お椀の中にあったのは、いっぱいに注がれたスープと細長い糸のようなものが束になって沈んでおり、スープの上には肉がトッピングされている。
「確かに、見たことありませんわね。ヴェルト、あなたの分のフォークですわ」
俺は、フォークを受け取らなかった。テーブルの上の丸筒から短い棒を二本取り、トンコトゥラメーンを食べた。
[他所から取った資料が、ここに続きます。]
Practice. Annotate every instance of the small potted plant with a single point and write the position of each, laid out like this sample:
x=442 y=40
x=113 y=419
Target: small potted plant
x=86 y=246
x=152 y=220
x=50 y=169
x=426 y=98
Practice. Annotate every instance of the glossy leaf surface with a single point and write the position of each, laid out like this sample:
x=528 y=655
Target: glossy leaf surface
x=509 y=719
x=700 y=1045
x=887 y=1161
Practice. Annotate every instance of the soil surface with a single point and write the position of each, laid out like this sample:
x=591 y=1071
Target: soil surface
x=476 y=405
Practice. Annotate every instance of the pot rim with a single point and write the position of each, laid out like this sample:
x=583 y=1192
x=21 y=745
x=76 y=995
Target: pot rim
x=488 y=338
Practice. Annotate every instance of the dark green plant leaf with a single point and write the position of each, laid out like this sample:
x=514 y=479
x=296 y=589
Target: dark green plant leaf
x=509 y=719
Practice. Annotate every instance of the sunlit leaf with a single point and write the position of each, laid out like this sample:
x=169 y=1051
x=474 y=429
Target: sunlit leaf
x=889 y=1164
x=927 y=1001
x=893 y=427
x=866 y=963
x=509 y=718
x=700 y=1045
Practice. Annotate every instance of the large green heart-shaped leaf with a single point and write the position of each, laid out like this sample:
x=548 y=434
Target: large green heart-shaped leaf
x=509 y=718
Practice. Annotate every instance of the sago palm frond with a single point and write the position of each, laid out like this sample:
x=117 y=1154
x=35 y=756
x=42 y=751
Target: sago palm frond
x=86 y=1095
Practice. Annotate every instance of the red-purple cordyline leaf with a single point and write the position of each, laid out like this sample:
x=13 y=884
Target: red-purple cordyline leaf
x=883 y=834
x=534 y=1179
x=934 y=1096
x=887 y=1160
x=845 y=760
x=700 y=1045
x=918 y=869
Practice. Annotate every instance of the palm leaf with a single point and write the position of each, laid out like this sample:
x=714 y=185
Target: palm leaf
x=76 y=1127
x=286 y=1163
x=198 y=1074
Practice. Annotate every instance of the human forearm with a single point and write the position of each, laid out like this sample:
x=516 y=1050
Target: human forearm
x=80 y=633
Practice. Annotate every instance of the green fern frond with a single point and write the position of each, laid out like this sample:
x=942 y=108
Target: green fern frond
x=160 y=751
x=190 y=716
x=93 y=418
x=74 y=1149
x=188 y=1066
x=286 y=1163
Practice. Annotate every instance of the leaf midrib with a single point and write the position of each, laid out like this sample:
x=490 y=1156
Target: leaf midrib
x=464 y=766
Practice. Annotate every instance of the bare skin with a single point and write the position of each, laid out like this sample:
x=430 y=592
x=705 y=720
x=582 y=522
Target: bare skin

下品だと思われようと、ズルズルと音を立てて吸い込んだ。
「ヴェルト、あなたオハーシをどうして使え……って、お行儀が悪いですわ! そんなにズルズルと音を立てて食べるなんて!」
構わなかった。俺の口も手も止まらなかった。
「うっ、うううううう」
「は、ヴェルト? ちょっ、あなた、何で泣いてますの?」
涙も止まらなかった。
思い出す。朝倉リューマがガキの頃から食べていた。
学校帰りに悪友たちと寄り道していた。
体育祭で、学祭で、クラスメートの奴らと打ち上げで食いもしたっけ?
「ぼ、坊……主」
気づけば、マスターも呆然として俺の前に立ちつくしていた。
「うまい、うまいよ、本当にうまいよ、おっちゃん」
おいしかった。そして何よりも嬉しかった。
俺は、もう二度とコレを食うことはないと思っていた。
誰も、俺の知っているものを知らないと思っていた。
でも違った。
だから、俺は確かめる意味も込めて聞いてみた。
「なあ、おっちゃん」
朝倉リューマの記憶はそもそも俺の勝手な妄想のようなものとすら思い始めていた。
でも、違った。
あるのかないのか分からず、ただ悶々と考えていた俺の故郷はこんなところにあった。
俺の記憶が妄想ではなく真実だと、こんな形で証明された。
朝倉リューマも、リューマの居た世界も、そして神乃美奈も、確かに存在していたんだ。
「お、おお」
嗚咽と鼻水を懸命に堪えながら、俺はこの世界の誰もが分からないであろう言葉を告げた。
「おっちゃん、替玉ってできる?」
「ッ!」
今日はこれで店じまいになった。